Werte vorleben und Loyalität lernen
Eine Klassenkameradin von Constanze fragte wohl recht harmlos, was ich denn an den Augen habe, die sähen so komisch aus. Beim Abholen erzählte mir sie mir das und war total aufgeregt.
„Schatz, das ist doch nicht so schlimm, das hat sie halt so daher gesagt.“
„Das ist schlimm, sehr schlimm sogar.“
Constanze stellte sich vor mich hin, hielt meinen Arm fest und sah mir fest in die Augen.
„So darf keiner über meine Mutter reden. Und das habe ich Sarah auch gesagt. Das weiß die jetzt, das sie nicht so über dich reden darf. So. Du bist die tollste und schönste Mama und Deine Augen sind NICHT komisch.“
Ich war in dem Moment so gerührt (und kriege immer noch feuchte Augen, wenn ich daran denke). Eigentlich ja eine totale Banalität. Welche Anna, Emma, Sarah oder Mia was über mich sagt, ist ja nun wirklich egal.
Die Reaktion meiner Tochter zeigt aber auch, dass sie sich loyal verhält bzw. das gelernt hat. Wir als Familie beschützen uns und treten füreinander ein. Ich habe ihr das nie gesagt, nur gezeigt.

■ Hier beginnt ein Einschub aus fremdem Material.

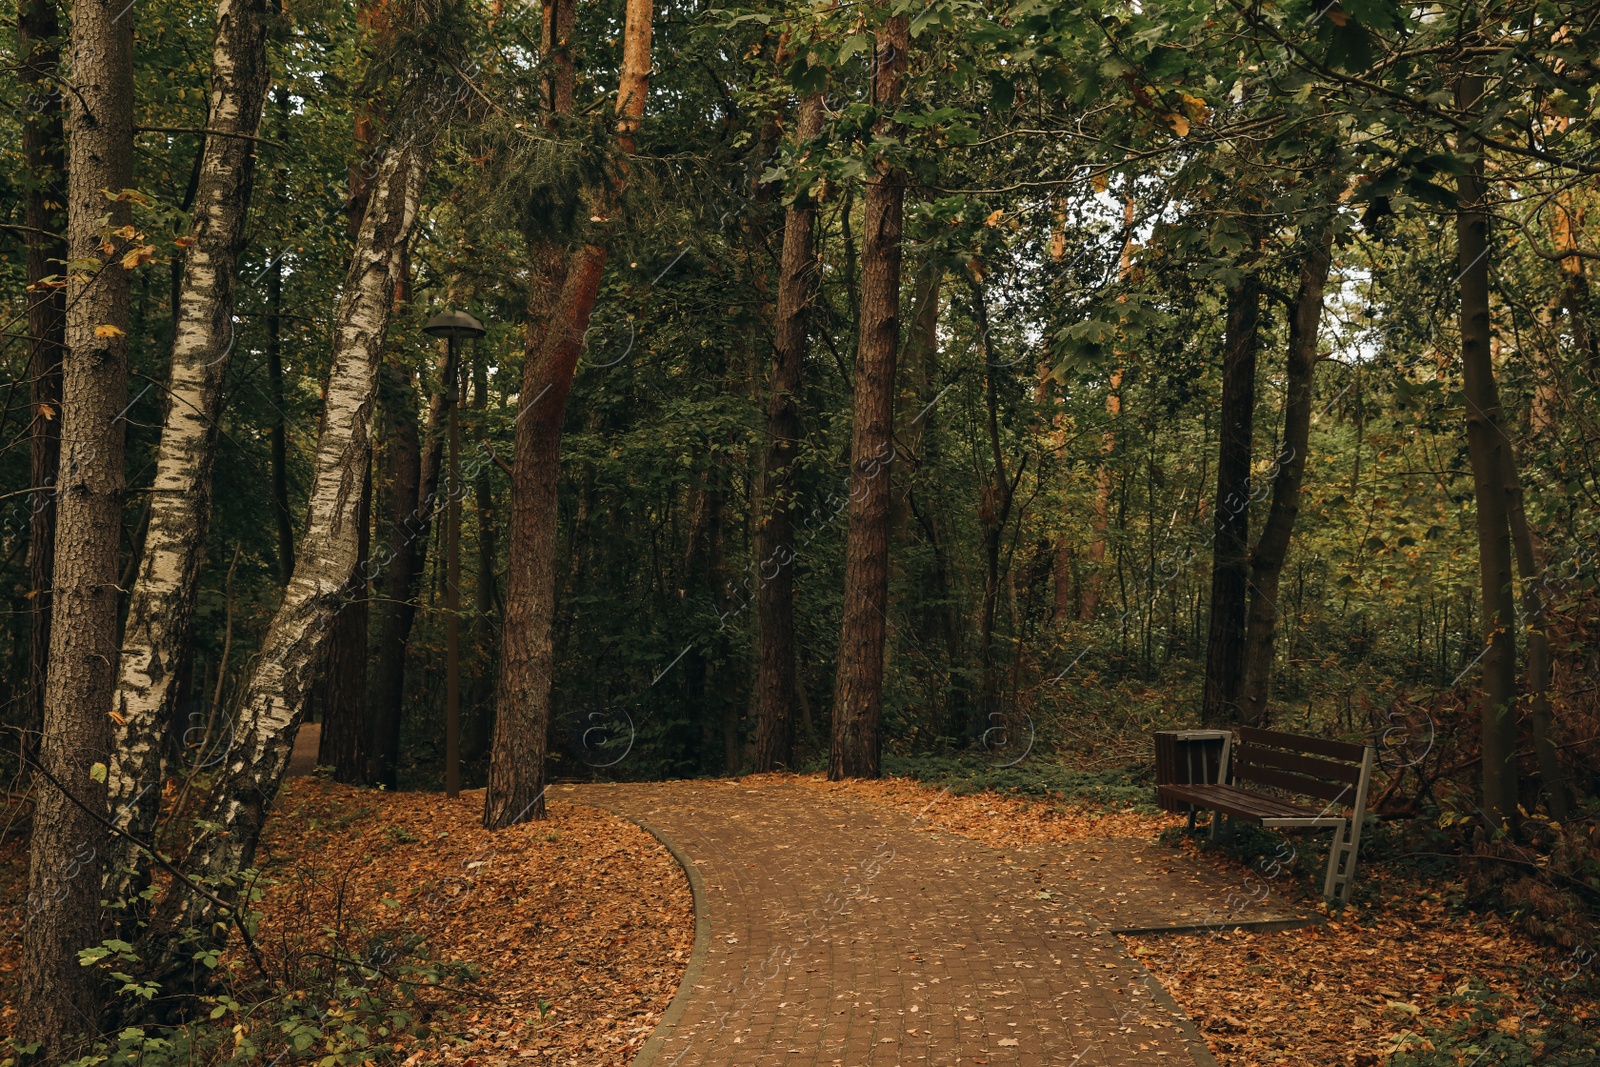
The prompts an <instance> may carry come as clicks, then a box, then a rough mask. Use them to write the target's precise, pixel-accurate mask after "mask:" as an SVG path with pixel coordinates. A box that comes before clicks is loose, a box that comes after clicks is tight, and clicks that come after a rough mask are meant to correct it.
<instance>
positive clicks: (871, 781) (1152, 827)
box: [741, 774, 1184, 848]
mask: <svg viewBox="0 0 1600 1067" xmlns="http://www.w3.org/2000/svg"><path fill="white" fill-rule="evenodd" d="M741 781H747V782H789V784H794V785H802V787H805V789H814V790H818V792H821V793H824V795H837V797H853V798H858V800H866V801H870V803H875V805H882V806H885V808H894V809H896V811H904V813H906V814H910V816H920V817H918V825H922V827H926V829H930V830H949V832H950V833H962V835H965V837H971V838H974V840H979V841H984V843H986V845H992V846H995V848H1022V846H1026V845H1048V843H1053V841H1054V843H1066V841H1091V840H1101V838H1107V837H1138V838H1154V837H1155V835H1158V833H1160V832H1162V830H1165V829H1166V827H1171V825H1181V824H1182V822H1184V817H1182V816H1174V814H1166V813H1158V814H1150V813H1144V811H1131V809H1122V808H1090V806H1085V805H1075V803H1070V801H1061V800H1050V801H1045V800H1043V798H1030V797H1003V795H1000V793H952V792H947V790H944V789H939V787H936V785H925V784H922V782H917V781H914V779H909V777H885V779H878V781H846V782H830V781H827V777H824V776H821V774H752V776H749V777H746V779H741Z"/></svg>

Bei all der Selbstkritik, den Zweifeln, den mistigen Tagen, an denen ich mal wieder laut wurde, hat mich das so gefreut: Wir konnten unserem Kind einen wichtigen Wert vorleben und sie hat das gleich übernommen!
Werte vorleben klingt immer so wie aus einem Erziehungssratgeber. Unerreichbar, anstrengend und auch ein bisschen spießig. But it works!
Jetzt muss ich nur noch aufhören, einige Mitmenschen oft und gerne beim Autofahren als Volltrottel zu bezeichnen, weniger Schminktutorials schauen und „einfach mal so aus Spaß“ Vokabeln zu üben.
Und wer so ein tolles Vorbild ist, darf aber dann auch wieder Zucker ( in Form von Kuchen) essen, natürlich am liebsten mit der Tochter!